There were no fewer than 12 events relating to energy costs on Capitol Hill yesterday: six news conferences and six hearings. Today another nine hearings and news events are scheduled. Daniel Yergin, Pulitzer Prize-winning author of “The Prize” and chairman of Cambridge Energy Research Associates, assured one Senate panel that speculators were not to blame for the recent rise in oil prices: “When an issue is this hot, it would be so much easier if there was a single reason to blame.” Instead, Yergin said, the market is relentlessly bidding up oil prices in response to deep-seated fears that the growth in demand will keep outpacing the growth in oil supplies in coming years.

Despite all the concerns that current and future energy supplies are and will be short, the left continues to restrict our ability to access new energy supplies both domestically and internationally. The left’s fanatical opposition to developing America’s own resources in the Arctic National Wildlife Refuge and in the Outer Continental Shelf are well known. But less known are the policies the left supports now, and wants to enact in the future, that cut America off from international sources of lower-cost energy.

As the senator from Illinois, a major producer of corn ethanol, Barack Obama supports continuing a ban on sugar-based ethanol from Brazil. Allowing importation of cheaper Brazilian ethanol would help mitigate the cost of the congressional ethanol mandate and lower the cost of gas for U.S. consumers. Obama also has promised he will enact policies making it impossible for the U.S. to import oil from Canada’s Alberta oil sands. In response, one Canadian oil executive said: “If the U. S. doesn’t take it, then we will develop other markets.”

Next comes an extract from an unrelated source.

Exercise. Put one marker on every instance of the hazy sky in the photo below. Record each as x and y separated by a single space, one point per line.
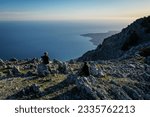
73 9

But oil is not the only energy source where the left refuses to allow an increase in supply. Although Obama occasionally signals he is in favor of allowing new nuclear plants to be built, he also fails to address the serious policy hurdles that must be overcome for that construction to happen. The same is true of Obama’s embrace of coal. Like NASA’s James Hansen, Obama would allow coal power plants to be built only if they have carbon-sequestration technology. Problem is, no such technology exists to successfully deploy carbon sequestration.

By as early as next year, the demand for electricity will exceed reliable supply in New England, Texas and the West and, by 2011, in New York and the mid-Atlantic region. Technologies such as solar power are promising, but they are still only one-tenth as efficient as the cheapest fossil fuels. Ninety percent of our electric power comes from coal, natural gas or nuclear power. Wind power is growing but still only accounts for 1 percent of power, while hydroelectric power accounts for 7 percent but is shrinking as environmentalists succeed in tearing them down.

To keep up with a growing economy, we are going to need new power from somewhere. How dark is our nation going to have to be before the left identifies where our energy can come from?